Nello screenshot di pagina 2 del blog “Iddusapi” (a tal proposito ringraziamo gli autori per l’autorizzazione alla pubblicazione concessaci), a chiudere la rubrica “Novantunesimo”, c’è anche uno stralcio delle dichiarazioni rilasciate nel post-partita dal Presidente Praticò: “La squadra deve onorare la maglia e dare tutto”. Questo, per noi, è Vangelo! E benissimo ha fatto il massimo esponente societario a ribadirlo sin già dal primo post-gara della stagione.

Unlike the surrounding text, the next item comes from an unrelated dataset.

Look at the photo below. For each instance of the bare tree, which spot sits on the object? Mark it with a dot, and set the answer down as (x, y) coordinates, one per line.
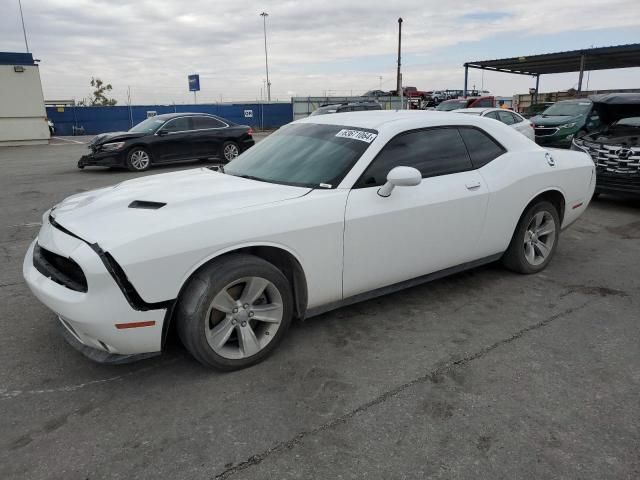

La vigilia del derby si sta man mano assottigliando. Siamo al 29 agosto ma sabato 3 settembre è solo tra qualche ora. Chi può e deve, vigili attentamente: NON VOGLIAMO SCHERZI! NESSUNO, NES-SU-NO, “giochi” con la Reggina: per quel che ci riguarda, quando c’è la Reggina di mezzo, il fine NON giustifica i mezzi!!! Pochi, pochissimi, ormai portano l’anello al naso tanto da non capire il “come” ma soprattutto il “perché” si vince o si perde una partita di pallone. Giochiamo questo derby e vinciamolo, tutti insieme. Poi, i risultati che verranno scriveranno le future pagine amaranto. Ad maiora!     

P.S.: a margine, ma solo a margine, registriamo la voce di una pagina Facebook riferibile ai tifosi del Messina secondo la quale ai peloritani verrà vietate la trasferta di Reggio Calabria in occasione del derby di domenica prossima probabilmente per i 9 arresti tra i tifosi messinesi nel post derby del 30 maggio 2915. A che serve la Tessera del Tifoso? Un derby senza tifoserie non è un derby con tutti i crismi. A prescindere dalla giusta e sana rivalità, a noi dispiacerebbe che i tifosi ospiti non ci fossero.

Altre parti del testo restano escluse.